Ogni autunno, il piccolo comune di Marano Vicentino celebra una delle eccellenze agricole più rappresentative del territorio: il Mais Marano. La tradizionale Festa del Mais Marano è un appuntamento molto atteso che unisce cultura contadina, gastronomia e riflessione sul futuro dell’agricoltura.
Nel 2025 la manifestazione ha raggiunto la sua 29ª edizione, confermandosi come uno degli eventi più importanti dedicati alle varietà agricole tradizionali del Veneto. La festa principale si svolge generalmente a inizio di ottobre, mentre in primavera (maggio) viene celebrata anche la Festa della Semina.
Il Mais Marano: una varietà storica del territorio
Il protagonista assoluto della festa è il Mais Marano, una varietà antica di granoturco nata proprio a Marano Vicentino alla fine dell’Ottocento. Si distingue per:
- colore arancio intenso
- chicchi piccoli e compatti
- aroma ricco e sapore deciso
Queste caratteristiche lo rendono particolarmente apprezzato per la preparazione della polenta tradizionale, uno dei simboli della cucina veneta. Durante la festa, il mais non è solo un prodotto agricolo, ma diventa un vero e proprio racconto di identità, storia e biodiversità.

Il contributo di Smarties.bio: clima, agricoltura e futuro
Nel contesto della 29ª Festa del Mais Marano, tenutasi dal 10 al 12 ottobre 2025, si è svolto anche un importante momento di approfondimento scientifico.
Il 7 ottobre, presso l’auditorium di Marano Vicentino, si è tenuto il convegno: “Clima, Agricoltura e Futuro”
L’incontro è stato organizzato nell’ambito della 51ª edizione della Mostra Alto Vicentino (MAV), promosso dal Consorzio Tutela Mais Marano e patrocinato dal Comune.
Tra gli ospiti del convegno:
- il meteorologo Marco Rabito
- gli agronomi e genetisti Andrea Ghedina e Luca Bertaggia
Durante l’incontro sono stati affrontati temi fondamentali per il futuro dell’agricoltura, tra cui meteorologia applicata all’agricoltura e miglioramento genetico delle colture.
Agricoltura e cambiamento climatico
Il cambiamento climatico sta ridefinendo profondamente le dinamiche del settore agricolo.

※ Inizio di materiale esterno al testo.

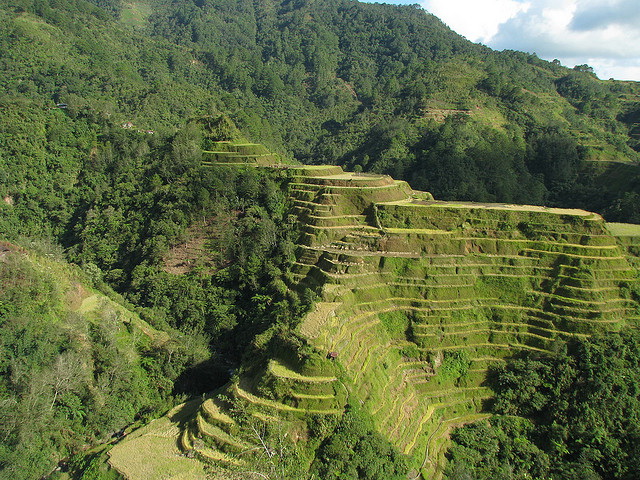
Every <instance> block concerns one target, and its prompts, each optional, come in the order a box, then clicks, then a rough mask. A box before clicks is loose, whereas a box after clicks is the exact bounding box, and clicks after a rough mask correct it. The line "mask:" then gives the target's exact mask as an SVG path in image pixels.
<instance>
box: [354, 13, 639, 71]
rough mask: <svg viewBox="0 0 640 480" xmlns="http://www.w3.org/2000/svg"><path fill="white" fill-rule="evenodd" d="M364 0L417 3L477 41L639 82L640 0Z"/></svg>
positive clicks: (473, 39)
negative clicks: (591, 68)
mask: <svg viewBox="0 0 640 480" xmlns="http://www.w3.org/2000/svg"><path fill="white" fill-rule="evenodd" d="M364 1H369V3H373V2H374V1H378V2H380V3H392V4H396V5H398V4H416V3H417V4H420V5H421V6H422V7H423V8H424V9H425V10H426V11H428V12H429V13H433V14H434V15H435V16H436V17H438V18H440V20H442V21H443V22H444V23H445V24H447V25H448V26H449V27H450V28H451V29H452V30H454V31H456V32H457V33H459V34H460V35H462V36H464V37H466V38H467V39H469V40H471V41H472V42H479V43H482V44H484V45H487V46H488V47H491V48H493V49H496V50H504V49H510V50H520V51H523V52H529V53H535V54H537V55H538V56H539V57H540V58H543V59H545V60H554V59H558V60H560V62H561V63H562V64H563V65H565V66H567V67H573V66H574V65H583V64H588V65H590V66H591V67H593V68H594V70H595V72H596V74H597V75H598V77H599V78H601V79H605V80H606V79H609V78H615V79H616V80H637V81H640V0H386V1H383V0H364Z"/></svg>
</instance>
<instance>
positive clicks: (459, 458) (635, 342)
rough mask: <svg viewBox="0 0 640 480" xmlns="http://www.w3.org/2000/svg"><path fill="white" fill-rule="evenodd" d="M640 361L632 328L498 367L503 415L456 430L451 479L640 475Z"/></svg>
mask: <svg viewBox="0 0 640 480" xmlns="http://www.w3.org/2000/svg"><path fill="white" fill-rule="evenodd" d="M639 362H640V335H638V332H637V331H630V332H622V333H617V334H613V333H612V334H608V335H606V336H603V337H598V338H593V339H589V340H579V341H575V342H573V343H571V344H569V345H568V348H567V349H566V351H562V352H559V353H558V354H557V355H556V356H554V357H552V358H546V357H545V358H535V357H534V356H530V357H527V358H523V359H521V360H518V361H516V362H513V363H512V364H509V365H508V366H507V367H504V368H501V369H498V370H497V371H496V372H495V376H494V378H493V380H492V385H493V387H494V388H495V391H496V392H497V395H496V399H495V402H494V404H493V406H492V411H493V412H494V413H495V414H496V415H495V416H494V417H492V418H491V420H490V421H488V422H482V423H477V424H473V425H468V426H466V427H464V428H462V429H460V430H458V431H456V432H455V434H454V435H453V437H452V438H453V441H454V446H453V447H452V448H451V450H450V454H449V455H450V463H449V465H448V467H447V471H448V475H447V478H449V479H452V480H453V479H455V480H459V479H460V480H461V479H468V478H473V479H478V480H482V479H509V478H549V479H576V480H577V479H590V480H600V479H632V478H638V476H639V475H640V470H639V468H640V466H639V465H638V455H640V452H639V449H640V431H639V429H638V425H640V423H639V416H640V395H639V393H638V392H639V391H640V390H639V389H640V373H639V372H640V369H639V367H640V365H639Z"/></svg>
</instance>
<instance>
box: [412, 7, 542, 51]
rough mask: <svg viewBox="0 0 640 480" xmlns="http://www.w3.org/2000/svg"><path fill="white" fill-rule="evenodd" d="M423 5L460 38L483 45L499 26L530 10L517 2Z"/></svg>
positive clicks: (425, 7)
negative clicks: (508, 20) (462, 38)
mask: <svg viewBox="0 0 640 480" xmlns="http://www.w3.org/2000/svg"><path fill="white" fill-rule="evenodd" d="M422 5H423V6H424V8H425V9H426V10H427V11H428V12H430V13H433V14H434V15H435V16H436V17H438V18H440V19H441V20H442V21H443V22H445V23H446V24H447V25H448V26H449V27H450V28H451V29H452V30H454V31H456V32H458V33H459V34H460V35H463V36H465V37H467V38H468V39H469V40H471V41H472V42H483V43H484V42H486V41H487V40H489V39H490V38H491V37H493V36H494V35H495V34H496V33H497V32H498V27H499V25H500V24H501V23H503V22H505V21H507V20H509V19H510V18H512V17H514V16H515V15H517V14H518V13H519V12H525V11H526V10H527V9H528V8H529V3H525V2H519V1H517V0H484V1H477V0H476V1H474V0H425V1H423V2H422Z"/></svg>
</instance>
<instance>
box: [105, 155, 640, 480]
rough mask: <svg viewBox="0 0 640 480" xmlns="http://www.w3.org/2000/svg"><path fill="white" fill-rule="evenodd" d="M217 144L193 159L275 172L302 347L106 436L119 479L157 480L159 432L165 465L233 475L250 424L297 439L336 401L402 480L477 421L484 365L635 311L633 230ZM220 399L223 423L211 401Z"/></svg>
mask: <svg viewBox="0 0 640 480" xmlns="http://www.w3.org/2000/svg"><path fill="white" fill-rule="evenodd" d="M218 148H219V149H220V152H211V153H207V152H205V155H206V156H205V160H204V163H203V164H204V165H206V166H207V167H209V168H216V167H222V166H229V165H233V166H235V167H237V168H266V169H272V170H274V171H275V172H276V174H277V175H279V176H282V177H284V178H286V182H287V185H288V195H289V200H290V205H291V211H292V213H293V214H295V215H296V217H297V221H298V222H299V224H300V226H301V234H300V238H299V241H298V245H297V248H296V260H295V266H294V268H293V270H292V275H291V276H290V278H289V285H288V287H289V288H292V289H297V290H302V289H303V288H308V289H311V290H313V291H314V292H317V295H318V300H317V301H316V303H315V306H314V308H313V310H312V311H310V312H309V313H308V314H307V315H306V316H305V317H304V318H303V319H302V320H301V322H300V323H299V325H298V326H297V327H296V329H295V332H296V335H298V336H299V337H300V338H301V339H303V341H304V342H307V343H308V345H309V347H305V352H304V353H302V352H300V351H296V350H295V349H294V348H293V347H292V346H291V345H288V346H287V345H285V346H283V347H281V348H280V349H279V350H278V351H277V356H274V357H273V358H272V359H271V360H270V361H269V362H268V364H267V365H266V366H257V367H256V366H254V367H252V368H250V369H247V370H246V371H245V372H244V373H243V374H242V375H241V376H240V377H238V378H234V380H233V381H232V383H231V384H229V385H228V386H227V387H225V388H224V389H222V390H220V391H218V392H214V393H213V394H211V395H208V396H206V397H205V398H204V399H203V400H202V401H199V402H197V401H192V402H191V403H190V404H188V405H185V406H182V407H178V408H177V409H176V410H174V411H172V412H170V414H169V415H168V416H167V417H166V418H165V419H162V420H158V421H155V422H154V423H152V424H151V425H149V426H147V427H144V428H143V429H142V430H141V431H140V432H138V433H136V434H135V435H132V436H131V437H130V438H127V439H125V440H124V441H122V442H121V443H119V444H118V445H117V446H116V447H114V448H113V449H112V450H111V451H110V453H109V455H110V460H109V462H110V464H111V465H112V466H113V467H115V468H116V469H117V470H118V471H120V472H121V473H123V474H124V475H125V476H126V478H127V479H129V480H143V479H152V478H158V479H159V478H167V477H166V476H163V475H164V474H163V473H161V472H165V471H167V470H166V466H165V465H164V463H163V462H166V458H167V450H166V449H167V448H169V447H168V445H170V444H172V443H175V444H176V445H177V448H178V449H179V450H180V451H181V452H182V454H183V456H180V457H175V454H172V455H174V457H173V458H176V460H175V463H174V464H172V467H171V470H170V471H171V472H173V473H172V474H171V475H170V478H176V479H178V478H180V479H190V478H193V479H196V478H200V477H199V475H201V474H202V470H201V468H202V467H201V466H200V465H201V462H202V463H204V464H213V465H215V466H216V468H215V470H214V471H215V472H218V473H217V474H216V475H218V476H215V478H221V479H222V478H236V477H235V476H234V475H238V476H239V477H238V478H241V475H242V473H240V472H248V471H249V470H250V469H248V466H247V458H249V457H250V456H251V455H252V452H253V453H255V452H260V451H261V450H263V449H265V448H266V449H267V450H266V451H267V453H269V450H268V447H266V446H265V445H264V444H261V443H260V441H259V439H260V435H257V434H256V433H255V429H256V428H257V427H256V425H260V424H268V425H277V426H278V427H277V428H278V429H280V431H281V432H287V433H288V434H290V435H295V433H294V432H296V431H298V432H299V435H302V436H300V437H299V438H298V439H297V441H304V435H303V433H301V432H302V431H301V430H300V429H301V428H302V427H301V422H303V421H304V419H309V418H310V417H311V416H313V417H323V416H326V417H332V416H339V415H341V414H342V413H343V411H344V408H345V406H346V405H347V403H348V402H357V403H359V404H360V405H361V406H362V408H364V409H366V411H368V412H369V413H370V414H371V416H372V419H373V422H374V425H375V429H376V430H377V431H378V432H380V433H381V434H382V435H383V436H384V437H386V438H388V439H389V441H390V442H391V443H392V444H393V445H394V446H395V447H396V448H397V449H398V450H399V451H400V452H402V453H403V454H405V455H407V456H409V458H411V459H412V461H413V465H415V467H414V468H415V470H414V475H415V476H416V478H417V477H418V476H420V475H422V476H423V477H424V478H427V479H440V478H441V477H442V472H443V468H444V465H445V463H446V461H445V458H444V453H445V451H446V449H447V447H448V446H449V433H450V431H451V430H452V429H453V428H454V427H456V426H460V425H463V424H465V423H470V422H475V421H478V420H481V419H483V418H487V417H488V414H487V411H486V403H487V402H488V401H490V400H491V398H492V395H493V393H492V390H491V389H490V388H489V387H488V386H487V385H486V379H487V374H488V371H489V369H490V367H491V366H492V365H496V364H500V363H504V362H508V361H509V359H510V358H514V357H516V356H517V355H518V353H519V352H522V351H527V352H534V353H535V354H538V355H542V356H544V355H546V354H552V353H553V352H555V351H557V350H558V349H559V348H561V345H562V344H563V343H564V342H565V341H567V340H568V339H571V338H576V337H587V336H590V335H594V334H597V333H602V332H607V331H616V330H619V329H621V328H623V327H624V326H625V325H627V324H633V323H635V322H637V321H638V320H639V319H640V318H639V317H638V316H637V307H638V305H637V303H636V302H635V301H634V300H632V299H631V298H630V296H629V294H628V285H630V284H633V283H634V282H637V281H638V279H637V276H636V273H635V272H634V269H633V266H632V263H633V262H634V261H636V258H637V257H635V256H634V253H637V250H635V249H634V248H635V247H637V246H638V245H640V231H638V229H637V227H636V226H632V225H625V224H611V225H609V224H607V223H606V222H605V221H604V220H603V219H602V217H601V216H600V215H597V214H594V213H590V212H587V211H583V210H572V209H557V208H546V207H539V206H526V205H505V204H484V203H473V202H443V201H437V200H434V199H433V198H432V196H431V195H430V194H429V193H426V192H418V191H414V190H412V189H411V187H410V186H409V185H408V184H407V183H406V182H403V181H397V180H393V179H392V178H391V177H389V176H387V175H375V174H359V173H350V172H345V171H343V170H342V169H341V168H340V167H336V166H297V165H283V164H279V165H276V166H272V164H271V162H273V160H274V157H273V156H272V155H270V154H269V153H268V152H266V151H265V150H263V148H261V147H259V146H247V145H233V144H232V143H231V142H225V143H221V144H220V145H219V146H218ZM330 353H332V354H333V355H329V354H330ZM238 408H241V409H242V411H243V412H245V413H244V415H245V416H244V417H242V419H241V420H238V417H237V416H236V417H235V418H234V417H233V415H231V416H230V414H229V412H233V411H236V410H237V409H238ZM176 412H184V413H176ZM252 429H253V430H252ZM154 439H156V440H154ZM167 439H171V441H170V442H169V441H168V440H167ZM154 445H155V446H154ZM171 448H174V447H171ZM135 452H139V453H137V454H136V453H135ZM142 452H144V454H143V453H142ZM270 453H271V454H272V455H276V454H277V452H270ZM141 454H142V455H143V456H144V459H142V458H139V455H141ZM155 458H158V459H159V460H158V464H157V465H155V463H154V462H155V460H153V459H155ZM140 462H143V463H144V464H145V467H144V469H143V470H140V469H139V467H137V466H136V465H138V464H139V463H140ZM249 463H250V462H249ZM245 474H246V473H245ZM256 478H257V477H256Z"/></svg>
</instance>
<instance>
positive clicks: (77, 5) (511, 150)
mask: <svg viewBox="0 0 640 480" xmlns="http://www.w3.org/2000/svg"><path fill="white" fill-rule="evenodd" d="M96 3H97V6H96V5H93V4H90V3H86V2H83V1H68V2H59V1H57V2H56V3H55V4H53V3H49V2H48V1H41V2H36V3H32V2H23V3H21V1H14V2H10V3H5V4H4V6H5V8H3V9H2V10H1V17H0V21H1V22H2V29H1V31H2V34H1V35H0V42H2V43H1V46H2V52H3V53H2V57H1V58H2V65H3V67H2V79H1V81H2V86H3V92H4V93H3V96H2V98H1V99H0V101H2V102H3V105H4V109H6V110H7V111H9V112H12V115H11V116H10V118H9V119H7V121H8V122H10V123H11V125H12V128H11V129H9V130H8V132H15V133H16V134H17V135H19V133H18V132H19V131H20V127H19V125H20V124H22V123H24V124H25V125H26V128H27V129H30V128H31V127H30V126H31V125H33V122H39V123H41V124H44V125H47V124H50V121H49V122H42V120H40V119H38V120H36V118H34V116H35V117H41V116H43V115H45V112H47V110H48V109H49V108H52V107H54V106H55V104H56V103H63V104H65V105H67V107H66V108H65V109H64V110H63V112H64V113H66V117H67V118H68V119H69V120H72V123H73V124H74V125H76V124H78V123H79V124H78V126H77V127H74V128H84V127H83V124H87V123H89V125H93V126H92V127H91V130H92V132H93V135H94V138H95V137H96V136H98V137H99V133H100V131H101V128H102V127H100V125H104V124H105V123H106V124H110V125H117V126H125V127H127V128H131V129H132V130H135V131H140V132H152V131H153V132H175V131H176V129H178V128H180V127H182V125H184V122H185V120H186V119H188V118H191V117H194V116H200V115H203V114H211V113H220V112H225V113H228V114H229V115H231V118H232V119H233V120H234V121H235V122H236V123H237V124H238V125H239V127H240V128H241V130H242V131H243V132H245V135H247V136H248V137H249V138H250V139H251V140H252V141H256V142H259V143H263V144H266V145H267V146H268V147H269V148H270V149H271V150H273V151H276V152H279V153H281V154H285V155H286V156H289V155H294V156H295V157H296V158H298V159H299V160H301V161H303V162H306V163H329V164H335V163H337V164H341V165H346V166H348V167H350V168H358V169H359V168H362V169H364V170H365V171H374V172H379V173H389V174H392V175H394V177H396V178H399V179H404V180H409V181H411V183H412V185H413V186H414V187H415V188H420V189H423V190H429V191H432V192H433V193H434V194H435V195H436V196H437V197H438V198H442V199H452V200H454V199H457V200H475V201H507V202H523V203H530V204H542V203H544V204H551V205H567V204H571V205H572V206H576V207H583V208H588V209H589V210H596V211H598V212H601V213H605V214H607V215H608V218H611V219H613V220H618V221H629V220H632V221H633V220H634V219H637V214H636V213H635V212H637V211H638V208H637V207H638V192H637V189H638V185H637V180H636V178H637V176H638V172H637V167H636V166H635V165H636V163H637V160H638V156H637V151H636V149H637V135H638V131H637V130H638V128H637V125H638V123H637V117H638V104H639V103H638V93H639V92H638V87H637V85H636V83H634V82H618V81H601V80H598V79H597V78H595V76H594V75H593V74H592V73H591V71H590V68H589V67H588V66H584V65H583V66H578V67H576V68H575V69H568V68H565V67H562V66H560V65H558V64H557V63H550V62H545V61H543V60H540V59H538V58H537V57H536V56H535V55H528V54H523V53H519V52H509V51H506V52H494V51H491V50H490V49H488V48H486V47H483V46H480V45H475V44H472V43H470V42H468V41H466V40H464V39H463V38H462V37H460V36H458V35H456V34H455V33H453V32H452V31H450V30H449V29H448V28H446V27H445V26H444V25H443V24H442V23H441V22H440V21H439V20H438V19H437V18H435V17H433V16H431V15H429V14H427V13H425V12H424V11H423V10H421V9H420V8H417V7H415V6H404V7H393V6H390V5H380V4H360V3H358V2H354V1H352V0H330V1H326V2H313V1H296V2H292V1H275V0H260V1H255V2H253V1H251V2H249V1H240V0H224V1H222V0H219V1H216V2H204V3H202V2H191V1H190V0H185V1H182V2H179V3H164V2H161V1H153V2H148V3H138V2H129V3H126V4H125V3H120V2H116V1H104V2H96ZM51 113H52V112H48V114H49V115H50V114H51ZM54 119H55V120H54V125H56V126H57V123H58V122H59V121H60V120H61V119H60V118H59V117H54ZM147 134H148V135H151V134H150V133H147ZM50 136H51V135H50V134H49V136H48V139H49V138H50ZM36 138H37V137H36ZM36 138H33V139H31V140H29V141H23V142H21V143H15V142H14V141H13V140H12V139H11V138H9V139H7V140H6V142H8V143H7V145H5V146H4V147H2V148H3V151H4V152H5V154H4V155H3V157H5V155H15V153H14V151H15V152H16V153H18V154H20V153H24V152H26V151H27V150H28V149H32V150H34V149H35V150H37V148H38V143H37V141H36ZM96 140H98V142H99V138H96V139H95V140H89V143H88V144H87V143H84V144H78V145H71V146H69V147H70V149H71V150H70V151H68V153H67V154H66V155H65V156H67V157H68V156H69V155H76V156H82V155H86V154H87V153H88V152H89V151H91V148H92V147H93V144H92V142H93V143H95V141H96ZM99 143H100V142H99ZM25 149H27V150H25ZM5 161H6V160H5ZM611 162H622V163H623V164H624V163H628V164H629V165H626V166H625V165H623V166H624V167H625V168H624V169H623V174H622V175H620V171H619V170H620V168H621V167H620V166H619V165H611ZM17 185H20V184H19V183H18V184H17ZM522 186H524V188H520V187H522ZM11 193H12V194H13V195H15V196H16V197H17V196H18V195H17V194H18V193H20V192H18V191H13V192H11ZM18 200H19V199H18V198H16V201H18Z"/></svg>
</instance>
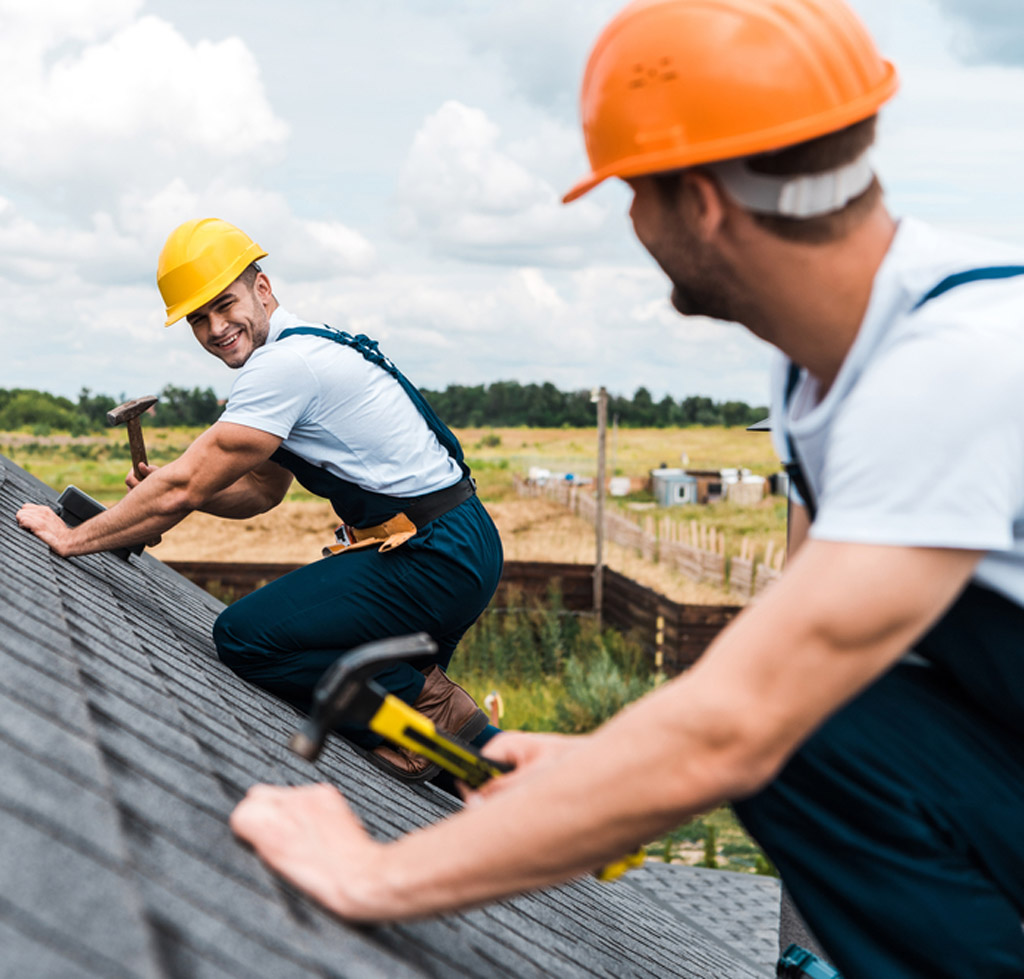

Eventi meteorologici estremi, periodi di siccità prolungata e temperature sempre più variabili stanno imponendo una rapida trasformazione dei sistemi produttivi.
In questo contesto, il futuro dell’agricoltura dipende sempre più dall’integrazione tra:
- agrometeorologia avanzata, per migliorare la previsione e la gestione dei fenomeni climatici
- miglioramento genetico delle colture, per sviluppare varietà più resistenti agli stress abiotici
Tra gli stress principali che le colture devono affrontare:
- siccità
- temperature estreme
- salinità del suolo
L’obiettivo è creare sistemi agricoli più resilienti, capaci di preservare la biodiversità e garantire la produttività anche in condizioni climatiche sempre più imprevedibili.
Tradizione e innovazione: una sfida per il futuro
La partecipazione di Smarties.bio alla Festa del Mais Marano rappresenta perfettamente l’incontro tra tradizione agricola e innovazione scientifica. Da un lato, la tutela di varietà storiche come il Mais Marano preserva un patrimonio genetico e culturale unico. Dall’altro, la ricerca scientifica e l’agrometeorologia offrono strumenti fondamentali per affrontare le sfide climatiche dei prossimi decenni. Eventi come questo dimostrano come territorio, scienza e agricoltura possano collaborare per costruire un futuro sostenibile.